А государь в середине лета выехал с огромным штабом в Вознесенск, где предстояли небывалые кавалерийские маневры из трехсот шестидесяти эскадронов. Ежели считать по сто человек в эскадроне, то уже тридцать шесть тысяч всадников да конная артиллерия, штабы, обозы — словом, до пятидесяти тысяч людей и коней. Сколько же следует подвезти туда на две недели сбора продовольствия и фуража? И какие нужны поля для маневрирования, если на Марсовом едва тесно строятся двадцать тысяч, две трети которых пехота?

Такие подробности рассказал Иванову, встретясь с ним в Белом зале за день до отъезда, флигель-адъютант Лужин. Он дожидался здесь бумаг, которые составляли в канцелярии коменданта, поэтому собеседники не спеша прохаживались туда и сюда.

— А есть ли от таких маневров, Иван Дмитриевич, польза для войск? — решился спросить Иванов. — Как вспомнишь наши красносельские, то, право, сомнение берет. Или, говорят, теперь государь в аллюрах порядок навел и выкладку облегчил.

— Да, кое в чем от глупостей Константина Павловича отошли, — кивнул Лужин. — Но эти-то маневры все равно не учебную цель преследуют, а всей Европе показать, какая сила у нас и какая выучка. Недаром на них иностранные послы приглашены, которые все генералы, раз государь статских дипломатов не любит. Я-то на войне настоящей не бывал, но подозреваю, что для нее все, что тут покажут, вовсе не нужно... Вот как в жизни случается: в юности о подвигах мечтал, а до тридцати пяти лет пороху не понюхал. К слову, за верное слышал, что князя Александра Ивановича рядовым драгуном в Нижегородский полк переводят, тот самый, куда и Лермонтова-гусара спровадили. Там война настоящая, не то что под Вознесенском. Так ты же, верно, Александра Бестужева-Марлинского у князя не раз видел. Недолго эполеты носил. Давно ли в прапорщики, а третьего дня пропечатано: «Исключить из списков...»

— Неужто, Иван Дмитриевич? Может, в плен чеченцы взяли?

— Да нет, там написано «убит в бою при высадке с флота на мысу Адлер». Так еще одного известного литератора Россия потеряла. Зарубили горцы в лесу. Сегодня кто-то говорил — зарвался вперед с охотниками-солдатами... Так что, знаешь, Александр Иванович, пусть уж лучше маневрами забавляются да Европу сотнями эскадронов пугают, чем в настоящую войну ввязаться... Не тужи, братец, — он хоть отмучился...

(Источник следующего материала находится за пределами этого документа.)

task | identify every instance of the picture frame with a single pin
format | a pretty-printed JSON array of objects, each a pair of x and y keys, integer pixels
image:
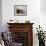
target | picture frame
[{"x": 20, "y": 10}]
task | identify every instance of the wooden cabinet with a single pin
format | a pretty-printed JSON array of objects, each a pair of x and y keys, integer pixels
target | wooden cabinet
[{"x": 22, "y": 30}]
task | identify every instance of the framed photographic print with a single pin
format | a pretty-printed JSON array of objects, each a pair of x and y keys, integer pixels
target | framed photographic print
[{"x": 20, "y": 10}]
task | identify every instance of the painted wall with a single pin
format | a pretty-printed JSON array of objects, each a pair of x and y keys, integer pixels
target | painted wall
[
  {"x": 0, "y": 15},
  {"x": 34, "y": 14}
]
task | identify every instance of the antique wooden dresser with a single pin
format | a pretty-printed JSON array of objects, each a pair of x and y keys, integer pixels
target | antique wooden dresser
[{"x": 22, "y": 33}]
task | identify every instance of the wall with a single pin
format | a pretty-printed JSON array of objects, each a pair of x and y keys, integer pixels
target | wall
[
  {"x": 0, "y": 15},
  {"x": 34, "y": 14}
]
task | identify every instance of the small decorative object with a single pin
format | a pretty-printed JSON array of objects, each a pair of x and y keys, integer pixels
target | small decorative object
[
  {"x": 13, "y": 21},
  {"x": 41, "y": 36},
  {"x": 20, "y": 10},
  {"x": 27, "y": 21}
]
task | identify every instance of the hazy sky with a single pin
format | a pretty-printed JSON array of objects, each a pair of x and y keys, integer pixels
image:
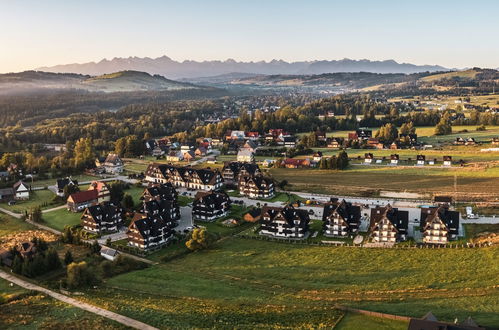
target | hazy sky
[{"x": 450, "y": 33}]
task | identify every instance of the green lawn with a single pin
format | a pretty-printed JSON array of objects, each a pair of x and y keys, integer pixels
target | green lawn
[
  {"x": 29, "y": 310},
  {"x": 354, "y": 321},
  {"x": 51, "y": 182},
  {"x": 43, "y": 198},
  {"x": 9, "y": 225},
  {"x": 60, "y": 218},
  {"x": 256, "y": 284}
]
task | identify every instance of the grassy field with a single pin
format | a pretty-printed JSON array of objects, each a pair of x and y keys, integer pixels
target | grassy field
[
  {"x": 43, "y": 198},
  {"x": 9, "y": 225},
  {"x": 360, "y": 179},
  {"x": 354, "y": 321},
  {"x": 27, "y": 310},
  {"x": 60, "y": 218},
  {"x": 256, "y": 284}
]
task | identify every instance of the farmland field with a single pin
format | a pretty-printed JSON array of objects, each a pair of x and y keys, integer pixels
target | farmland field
[
  {"x": 256, "y": 284},
  {"x": 21, "y": 309},
  {"x": 363, "y": 178},
  {"x": 353, "y": 321},
  {"x": 42, "y": 198}
]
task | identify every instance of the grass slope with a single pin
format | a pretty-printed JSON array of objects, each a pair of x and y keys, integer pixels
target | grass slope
[
  {"x": 254, "y": 284},
  {"x": 27, "y": 310}
]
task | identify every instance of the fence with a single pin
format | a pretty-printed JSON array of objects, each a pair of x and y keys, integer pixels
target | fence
[
  {"x": 345, "y": 244},
  {"x": 374, "y": 314}
]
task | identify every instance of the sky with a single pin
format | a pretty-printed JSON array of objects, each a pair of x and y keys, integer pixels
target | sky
[{"x": 454, "y": 34}]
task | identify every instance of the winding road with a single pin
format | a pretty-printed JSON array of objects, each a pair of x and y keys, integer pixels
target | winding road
[{"x": 129, "y": 322}]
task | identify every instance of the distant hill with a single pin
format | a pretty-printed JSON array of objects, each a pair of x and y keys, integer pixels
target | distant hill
[
  {"x": 124, "y": 81},
  {"x": 167, "y": 67}
]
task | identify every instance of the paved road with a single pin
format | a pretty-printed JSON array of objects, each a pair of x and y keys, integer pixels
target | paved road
[
  {"x": 129, "y": 322},
  {"x": 12, "y": 214}
]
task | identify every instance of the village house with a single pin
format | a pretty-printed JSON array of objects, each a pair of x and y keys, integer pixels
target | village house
[
  {"x": 250, "y": 145},
  {"x": 79, "y": 201},
  {"x": 368, "y": 158},
  {"x": 159, "y": 192},
  {"x": 253, "y": 215},
  {"x": 201, "y": 152},
  {"x": 105, "y": 217},
  {"x": 284, "y": 222},
  {"x": 439, "y": 224},
  {"x": 103, "y": 193},
  {"x": 317, "y": 156},
  {"x": 360, "y": 134},
  {"x": 149, "y": 232},
  {"x": 470, "y": 142},
  {"x": 256, "y": 186},
  {"x": 175, "y": 156},
  {"x": 232, "y": 170},
  {"x": 113, "y": 164},
  {"x": 21, "y": 190},
  {"x": 209, "y": 206},
  {"x": 62, "y": 183},
  {"x": 245, "y": 155},
  {"x": 252, "y": 135},
  {"x": 335, "y": 143},
  {"x": 189, "y": 156},
  {"x": 296, "y": 163},
  {"x": 167, "y": 209},
  {"x": 340, "y": 219},
  {"x": 420, "y": 160},
  {"x": 388, "y": 224},
  {"x": 6, "y": 194}
]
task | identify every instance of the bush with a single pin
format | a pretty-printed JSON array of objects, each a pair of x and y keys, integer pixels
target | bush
[{"x": 80, "y": 275}]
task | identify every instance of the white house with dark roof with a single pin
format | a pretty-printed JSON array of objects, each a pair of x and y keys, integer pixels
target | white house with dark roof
[
  {"x": 113, "y": 164},
  {"x": 21, "y": 190}
]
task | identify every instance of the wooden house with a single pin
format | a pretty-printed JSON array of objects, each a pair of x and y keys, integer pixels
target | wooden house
[
  {"x": 253, "y": 215},
  {"x": 439, "y": 224},
  {"x": 113, "y": 164},
  {"x": 148, "y": 232},
  {"x": 284, "y": 222},
  {"x": 79, "y": 201},
  {"x": 232, "y": 170},
  {"x": 21, "y": 190},
  {"x": 340, "y": 219},
  {"x": 368, "y": 158},
  {"x": 256, "y": 186},
  {"x": 103, "y": 193},
  {"x": 388, "y": 224},
  {"x": 105, "y": 217},
  {"x": 394, "y": 159},
  {"x": 420, "y": 160},
  {"x": 209, "y": 206}
]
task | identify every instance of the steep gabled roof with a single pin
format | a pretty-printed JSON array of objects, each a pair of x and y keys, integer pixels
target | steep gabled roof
[{"x": 84, "y": 196}]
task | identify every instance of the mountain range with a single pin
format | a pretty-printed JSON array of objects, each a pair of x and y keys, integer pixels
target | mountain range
[
  {"x": 172, "y": 69},
  {"x": 122, "y": 81}
]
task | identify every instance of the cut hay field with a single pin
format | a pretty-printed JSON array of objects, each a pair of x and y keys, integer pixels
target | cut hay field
[
  {"x": 361, "y": 178},
  {"x": 257, "y": 284}
]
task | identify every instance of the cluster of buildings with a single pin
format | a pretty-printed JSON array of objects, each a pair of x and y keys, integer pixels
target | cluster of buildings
[
  {"x": 19, "y": 191},
  {"x": 438, "y": 224}
]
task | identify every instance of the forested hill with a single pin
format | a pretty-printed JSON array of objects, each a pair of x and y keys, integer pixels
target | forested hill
[{"x": 124, "y": 81}]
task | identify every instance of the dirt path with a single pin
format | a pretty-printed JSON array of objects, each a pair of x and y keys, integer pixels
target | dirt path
[
  {"x": 90, "y": 308},
  {"x": 12, "y": 214}
]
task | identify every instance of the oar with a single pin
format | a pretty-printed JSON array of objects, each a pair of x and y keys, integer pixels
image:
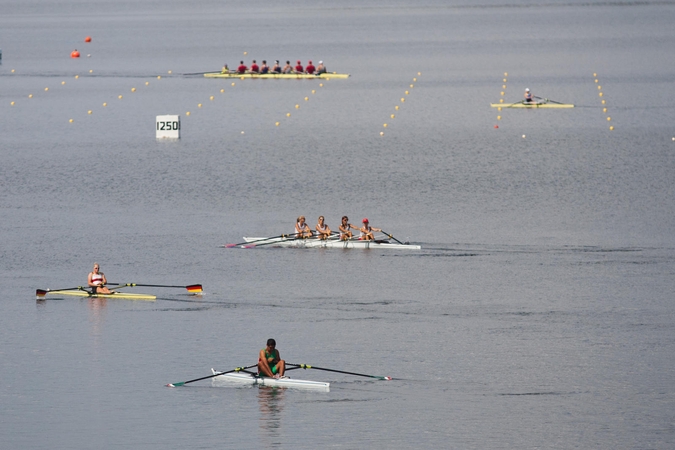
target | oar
[
  {"x": 252, "y": 242},
  {"x": 307, "y": 366},
  {"x": 392, "y": 237},
  {"x": 238, "y": 369},
  {"x": 43, "y": 292},
  {"x": 190, "y": 288}
]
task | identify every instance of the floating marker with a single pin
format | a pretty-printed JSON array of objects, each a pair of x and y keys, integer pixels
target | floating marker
[{"x": 167, "y": 126}]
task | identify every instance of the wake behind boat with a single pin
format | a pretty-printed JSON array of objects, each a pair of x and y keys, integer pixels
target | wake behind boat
[
  {"x": 255, "y": 379},
  {"x": 293, "y": 242}
]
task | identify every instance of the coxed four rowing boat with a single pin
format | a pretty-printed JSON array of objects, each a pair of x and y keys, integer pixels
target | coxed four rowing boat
[
  {"x": 276, "y": 75},
  {"x": 328, "y": 243},
  {"x": 253, "y": 379}
]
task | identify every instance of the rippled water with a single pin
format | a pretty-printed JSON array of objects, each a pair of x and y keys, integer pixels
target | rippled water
[{"x": 537, "y": 315}]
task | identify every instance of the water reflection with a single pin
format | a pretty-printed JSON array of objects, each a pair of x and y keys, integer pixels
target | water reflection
[{"x": 271, "y": 402}]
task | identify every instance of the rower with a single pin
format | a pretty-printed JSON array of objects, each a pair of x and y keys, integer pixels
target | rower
[
  {"x": 276, "y": 68},
  {"x": 322, "y": 230},
  {"x": 264, "y": 68},
  {"x": 97, "y": 281},
  {"x": 528, "y": 95},
  {"x": 345, "y": 229},
  {"x": 320, "y": 68},
  {"x": 270, "y": 363},
  {"x": 367, "y": 231},
  {"x": 302, "y": 230}
]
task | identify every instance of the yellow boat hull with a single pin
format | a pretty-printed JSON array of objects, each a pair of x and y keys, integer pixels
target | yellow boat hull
[
  {"x": 120, "y": 295},
  {"x": 531, "y": 105},
  {"x": 324, "y": 76}
]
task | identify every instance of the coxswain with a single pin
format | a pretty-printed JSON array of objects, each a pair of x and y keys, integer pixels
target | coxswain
[
  {"x": 264, "y": 68},
  {"x": 302, "y": 230},
  {"x": 367, "y": 231},
  {"x": 528, "y": 95},
  {"x": 270, "y": 363},
  {"x": 345, "y": 229},
  {"x": 322, "y": 230},
  {"x": 320, "y": 68},
  {"x": 276, "y": 68},
  {"x": 97, "y": 281}
]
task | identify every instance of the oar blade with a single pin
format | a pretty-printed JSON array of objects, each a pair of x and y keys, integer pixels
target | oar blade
[{"x": 194, "y": 288}]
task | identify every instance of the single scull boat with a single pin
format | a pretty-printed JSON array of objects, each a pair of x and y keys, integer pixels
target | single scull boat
[{"x": 249, "y": 378}]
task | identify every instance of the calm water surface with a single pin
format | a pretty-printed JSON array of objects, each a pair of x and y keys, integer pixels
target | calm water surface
[{"x": 539, "y": 313}]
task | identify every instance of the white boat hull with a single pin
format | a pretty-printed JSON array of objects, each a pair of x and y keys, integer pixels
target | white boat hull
[
  {"x": 246, "y": 378},
  {"x": 329, "y": 243}
]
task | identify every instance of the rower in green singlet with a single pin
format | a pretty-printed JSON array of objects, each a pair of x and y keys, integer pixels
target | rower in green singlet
[{"x": 270, "y": 363}]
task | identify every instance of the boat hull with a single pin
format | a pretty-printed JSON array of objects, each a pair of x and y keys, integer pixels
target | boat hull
[
  {"x": 120, "y": 295},
  {"x": 246, "y": 378},
  {"x": 531, "y": 105},
  {"x": 324, "y": 76},
  {"x": 330, "y": 243}
]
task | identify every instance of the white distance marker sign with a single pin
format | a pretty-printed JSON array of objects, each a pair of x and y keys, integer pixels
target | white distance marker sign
[{"x": 168, "y": 127}]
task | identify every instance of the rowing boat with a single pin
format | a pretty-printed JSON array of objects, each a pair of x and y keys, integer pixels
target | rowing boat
[
  {"x": 276, "y": 75},
  {"x": 531, "y": 105},
  {"x": 120, "y": 295},
  {"x": 328, "y": 243},
  {"x": 253, "y": 379}
]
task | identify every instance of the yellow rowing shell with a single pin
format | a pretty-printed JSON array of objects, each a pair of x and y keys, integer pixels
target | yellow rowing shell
[
  {"x": 296, "y": 76},
  {"x": 120, "y": 295},
  {"x": 531, "y": 105}
]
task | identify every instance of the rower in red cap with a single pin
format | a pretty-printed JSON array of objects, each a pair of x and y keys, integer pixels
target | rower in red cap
[{"x": 367, "y": 231}]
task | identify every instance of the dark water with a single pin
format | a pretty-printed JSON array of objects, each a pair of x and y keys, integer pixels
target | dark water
[{"x": 539, "y": 313}]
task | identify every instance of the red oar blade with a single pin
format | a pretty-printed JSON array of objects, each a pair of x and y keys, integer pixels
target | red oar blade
[{"x": 194, "y": 288}]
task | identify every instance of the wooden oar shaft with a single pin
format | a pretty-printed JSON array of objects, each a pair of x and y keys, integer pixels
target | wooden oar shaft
[
  {"x": 307, "y": 366},
  {"x": 238, "y": 369}
]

Этим же вечером Иванов с Темкиным отслужили у Пантелеймона панихиду по трем убиенным болярам Александрам — Грибоедову, Пушкину и Бестужеву. «Неужто же вскоре и четвертый Александр за ними последует?» — с горечью думал Иванов, слушая надрывные песнопения.

В Ульянке, когда Анюта рассказала мужу, как они с Лизаветой плакали, узнав от Андрея Андреевича о гибели Марлинского, унтер не сказал о переводе на Кавказ Одоевского. Но Жандру, когда прогуливались вдвоем, передал разговор с Лужиным.

— Наш Александр тоже весьма даровитый поэт, хотя стихи свои не записывает, — грустно сказал Андрей Андреевич. — И по званию ссыльного ждет его на Кавказе невеселая судьба. Правда, умные люди говорят, что в драгунах убыль меньше, чем в пехоте, в боях то есть. А насчет лихорадок да поносов все роды войск одинаковы... Да, не забыть, получил от предводителя епифанского письмо, в коем просит справку одну для него в Сенате навесть...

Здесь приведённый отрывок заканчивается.